“Psalm 3 - "A Morning Prayer"”

Categories: Daily Living, David, Devotion, Expository Study, Faith, Jesus Christ, Old Testament, Prayer, Psalms, Song

Psalm 3 “A Morning Prayer” 

The context of Psalm three surrounds the time when David was running from Absalom (II Sam. 15-18). I find it comforting and humbling to see David throwing himself on God’s mercy in this psalm. He cries to God concerning his enemies. Though David is king, he does not write words to the effect that he will exact revenge on his enemies (Ps. 94:1-2; Nah. 1:2-3; Deut. 32:35; Prov. 24:29; Rom. 12:17, 19)! Instead, he writes a psalm praying to God for forgiveness and that God would “smite” or “slap” (The Israel Bible) his enemies so hard that He will break their teeth (v. 7)!

Psalm 3 reminds me of Psalm 23 at times. For example, in both songs, David speaks of his enemies and how God will deliver him. In the case of Psalm 3, David’s enemies tried to discourage him and told him God would not help (v. 2). Yet, he knew the truth and knew when he cried to God, God heard him (v. 3-4), sustained him (v. 5), and defended him (v. 7). Why was David so confident? It was because he knew the source of his salvation (v. 8. Dear Christian, if you are discouraged, hurt, and insulted, please read Psalm 3 and be reminded who sustains, defends, and has saved you (Rom. 15:4)!

“Salvation (deliverance, TIB) belongs to the Lord” is what we learn in Psalm 3:8. David maintained his focus in a time of hardship, confusion, and hurt that arose from his own family.

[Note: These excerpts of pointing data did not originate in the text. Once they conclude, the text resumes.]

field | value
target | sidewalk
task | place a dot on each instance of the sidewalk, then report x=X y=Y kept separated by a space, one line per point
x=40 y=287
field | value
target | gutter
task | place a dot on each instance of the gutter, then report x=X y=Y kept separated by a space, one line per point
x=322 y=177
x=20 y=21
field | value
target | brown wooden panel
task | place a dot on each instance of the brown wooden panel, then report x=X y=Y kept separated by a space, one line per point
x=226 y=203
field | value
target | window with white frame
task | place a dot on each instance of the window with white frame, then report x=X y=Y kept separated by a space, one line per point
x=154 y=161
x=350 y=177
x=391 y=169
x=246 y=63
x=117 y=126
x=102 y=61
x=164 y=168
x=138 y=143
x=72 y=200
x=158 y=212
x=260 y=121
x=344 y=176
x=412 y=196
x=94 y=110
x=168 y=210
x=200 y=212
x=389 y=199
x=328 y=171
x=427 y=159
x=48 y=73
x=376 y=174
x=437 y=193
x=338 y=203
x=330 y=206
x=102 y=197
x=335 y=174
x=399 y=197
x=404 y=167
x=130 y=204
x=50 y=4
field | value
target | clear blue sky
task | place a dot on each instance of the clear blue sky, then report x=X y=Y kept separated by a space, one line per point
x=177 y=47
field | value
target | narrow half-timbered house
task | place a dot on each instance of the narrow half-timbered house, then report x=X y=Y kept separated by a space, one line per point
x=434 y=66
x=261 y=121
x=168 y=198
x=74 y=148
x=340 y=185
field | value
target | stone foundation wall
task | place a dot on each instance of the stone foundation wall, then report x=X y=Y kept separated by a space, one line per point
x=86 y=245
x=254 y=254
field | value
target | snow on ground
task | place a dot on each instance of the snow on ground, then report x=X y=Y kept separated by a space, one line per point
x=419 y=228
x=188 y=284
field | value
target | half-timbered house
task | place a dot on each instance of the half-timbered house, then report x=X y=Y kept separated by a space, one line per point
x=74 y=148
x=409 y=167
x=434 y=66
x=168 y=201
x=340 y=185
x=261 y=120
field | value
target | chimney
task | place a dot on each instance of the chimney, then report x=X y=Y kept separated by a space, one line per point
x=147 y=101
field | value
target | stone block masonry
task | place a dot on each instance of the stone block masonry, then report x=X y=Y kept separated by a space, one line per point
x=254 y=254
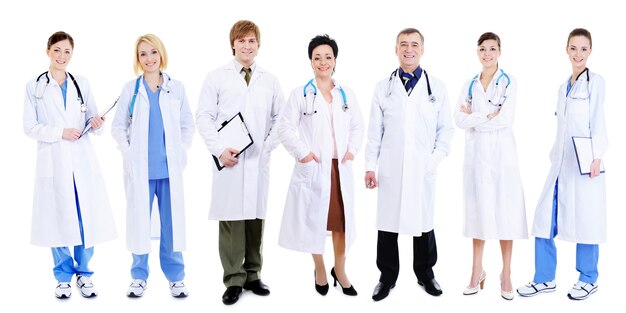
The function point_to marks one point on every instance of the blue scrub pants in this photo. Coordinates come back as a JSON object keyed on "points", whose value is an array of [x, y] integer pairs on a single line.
{"points": [[171, 262], [545, 254], [64, 266]]}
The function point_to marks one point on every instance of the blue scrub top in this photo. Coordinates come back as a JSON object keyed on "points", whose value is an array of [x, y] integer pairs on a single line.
{"points": [[157, 158]]}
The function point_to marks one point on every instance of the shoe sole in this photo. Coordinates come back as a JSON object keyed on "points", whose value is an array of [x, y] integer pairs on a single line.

This statement is repeated when Jonah was swallowed by the great fish (Jonah 2). I find it interesting and not at all coincidental that when Jonah was suffering, he, like David, knew where to turn (Jonah 2:9)! Yes, salvation is of the Lord! It belongs to Him! If I am going to have any kind of deliverance, I need to turn to the Lord, not away from Him!

- Jarrod M. Jacobs

P.S. In this psalm, we are introduced to the word “selah.” This word is seen throughout the Psalms. It is an archaic word, so old that folks have argued about its meaning for centuries. Perhaps it is a rest (just as we have “rests” in our music), crescendo, or similar musical direction. If you like, as you come to the word “selah” in your reading, rest! If this is the instruction, do not ignore it! Pause and reflect on what you read. Take it in and then proceed to the next section.

Other scholars suggest that “selah” is to be sung in the psalm. They say its meaning is similar to “amen,” or “hallelujah,” as a word of praise or exhortation. If this is the case, when you read “selah,” pause, reflect, say “Amen!” or “Praise to Jehovah!” and then continue reading with a refreshed and focused mind. See how it changes how you read this inspired poetry.

Whatever this term means, please pay attention to it as you read the psalms and note where it is written. I think the word placement (context) reveals much about this word.